L’andamento della cassa integrazione segue fra l’altro l’andamento dei dati di produzione industriale: la discesa tendenziale dell’indice della produzione prosegue ormai da 20 mesi. Al netto degli effetti di calendario, a settembre 2024 l’indice complessivo era diminuito in termini tendenziali del 4,0%: la riduzione è stata più rilevante per i beni strumentali (-5,1%), i beni intermedi (-4,0%) e i beni di consumo (-3,5%) e meno pronunciata per l’energia (-1,6%).



Anche dal punto di vista territoriale la diffusione della cassa integrazione ordinaria evidenzia la sua natura industriale: le prime tre regioni per ore autorizzate nei primi nove mesi dell’anno sono Lombardia, Veneto ed Emilia-Romagna.

Nel commentare l’andamento dell’economia in Lombardia, pochi giorni fa Banca d’Italia ha sottolineato che l’andamento della produzione industriale in calo è dovuto a una diminuzione della domanda estera e interna.
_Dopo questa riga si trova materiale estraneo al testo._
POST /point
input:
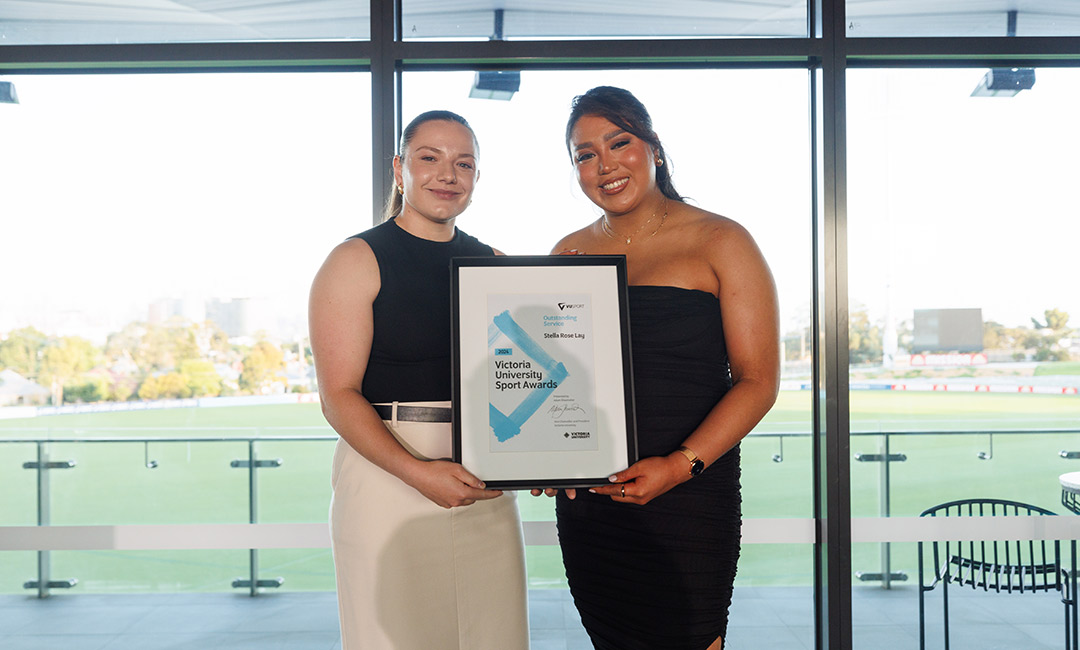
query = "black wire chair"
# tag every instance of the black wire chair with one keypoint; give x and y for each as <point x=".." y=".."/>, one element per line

Il calo della domanda estera è visibile anche negli andamenti della produzione in Germania, un sistema industriale con un forte livello di integrazione con quello italiano; per i problemi di domanda interna basta considerare il calo del potere d’acquisto degli stipendi negli ultimi anni per capire le ragioni del rallentamento. La crescita in Lombardia si è sostenuta principalmente attraverso turismo e servizi. L’indagine periodica della Banca d’Italia ha rilevato un calo del fatturato nei primi nove mesi dell’anno e le imprese prevedono per i prossimi sei mesi una stabilizzazione delle vendite. Risulta confermata la diminuzione della spesa per investimenti nel 2024 e il calo si estenderebbe al 2025.

Le osservazioni di Banca d’Italia hanno fatto sbottare i vertici politici della Lombardia: se non è più la locomotiva del Paese, chi è allora che traina? Legittima reazione d’orgoglio, ma la risposta è: nessun altro. E questo è un problema che riguarda tutto il Paese; alla vigilia di una manovra finanziaria prodotta in condizioni di ristrettezza, gli strumenti di politica industriale sono molto meno potenti dei problemi presenti.